My trip out today started on one of the classic spring birds, garganey. The males are gorgeous ducks with a brown head and a white eye stripe. They are also known to be pretty elusive birds. This one had been hanging around a pool at Farlington Marshes, a lovely little reserve on the south coast near Portsmouth. I timed my arrival well, just as the overnight rain was clearing away and walked the 15 minutes or so to the pool. There was lots of movement on the marsh itself with birds flying up and relocating but only a couple of swans and 6 teal on the pool itself. On the grassy edges though there were still about 20 brent geese, classic Winter birds still hanging on before moving North.
Within about 5 minutes a duck swam off from the bank and I quickly saw the eye-stripe and confirmed it as the garganey. It promptly disappeared into the reeds and though I waited another hour it didn't appear. The photo below is of a different bird from 2014 at Little Marlow. You can see that eye-stripe showing well.
These were not the only birds around. Woodlarks, new for the year, were in full song and stonechats were patrolling the heath. I even had a pair of hawfinches overfly us. Star of the show though was a particularly aggressive firecrest in the holly by the path. They are closely related to our goldcrests but have a bold black and white eye stripe. They also have a distinctively different song which was what alerted me to its presence in the first place.
For a tiny bird they have a lot of attitude and that crest raising is hilarious.
Rather than carrying on around the coast I finally headed back towards home. The first little gulls of the year had been reported at Staines reservoir so I stopped off there. There were two other birders on site and they pointed me to the 3 or possibly 4 gulls. This is Staines so of course they were miles away!!! Occasionally they came a bit closer though, actively picking food of the water surface allowing me to study the classic id features.

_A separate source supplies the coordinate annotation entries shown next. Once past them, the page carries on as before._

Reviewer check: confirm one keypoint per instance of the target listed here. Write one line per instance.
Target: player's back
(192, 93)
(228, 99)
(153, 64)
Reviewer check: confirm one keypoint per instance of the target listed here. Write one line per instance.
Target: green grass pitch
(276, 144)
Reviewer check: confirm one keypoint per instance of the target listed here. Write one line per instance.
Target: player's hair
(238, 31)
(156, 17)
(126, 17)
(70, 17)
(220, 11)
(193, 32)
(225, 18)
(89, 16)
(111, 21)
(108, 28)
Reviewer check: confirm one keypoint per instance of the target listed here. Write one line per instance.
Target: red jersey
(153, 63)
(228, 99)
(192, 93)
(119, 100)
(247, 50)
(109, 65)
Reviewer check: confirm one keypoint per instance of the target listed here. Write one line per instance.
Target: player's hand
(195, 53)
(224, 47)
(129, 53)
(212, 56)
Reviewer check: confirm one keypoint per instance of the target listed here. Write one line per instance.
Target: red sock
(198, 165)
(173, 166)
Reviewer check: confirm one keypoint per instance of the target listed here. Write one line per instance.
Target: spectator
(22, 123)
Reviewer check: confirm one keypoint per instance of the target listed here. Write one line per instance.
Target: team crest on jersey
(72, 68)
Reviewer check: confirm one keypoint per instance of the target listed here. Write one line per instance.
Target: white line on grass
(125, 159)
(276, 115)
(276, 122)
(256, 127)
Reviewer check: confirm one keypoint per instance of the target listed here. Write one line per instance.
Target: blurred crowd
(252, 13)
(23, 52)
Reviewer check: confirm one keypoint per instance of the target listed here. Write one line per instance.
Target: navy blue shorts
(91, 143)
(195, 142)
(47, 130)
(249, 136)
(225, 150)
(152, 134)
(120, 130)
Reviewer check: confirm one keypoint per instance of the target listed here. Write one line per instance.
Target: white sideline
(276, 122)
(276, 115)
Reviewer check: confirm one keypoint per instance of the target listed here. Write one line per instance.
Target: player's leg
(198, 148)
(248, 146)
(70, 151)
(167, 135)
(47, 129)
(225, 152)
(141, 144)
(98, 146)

There were two plumages present. The bird above is an adult, without its full black hood yet. Of course it is a lot smaller than the other gulls but on its own at range this is hard to determine. What does show though are those really dark, almost black underwings and that white tail and fringing to the wings. The beak is also a lot more delicate and blacker.
This 1st winter bird shows the other plumage type often seen. Look at the pattern on the upper wings, the V shape mid the leading black edge on the wings and the terminal black band on the tail.
There were no other true spring birds present, but there was one in spring plumage. Black-necked grebes are regular's here and they are now in their breeding finery.
Finally I caught up with the long-staying American horned lark, still seeming to be thriving on the bank of the reservoir.
A good day all round and the real feel of Spring in the air, though apparently it will snow on Sunday!!!!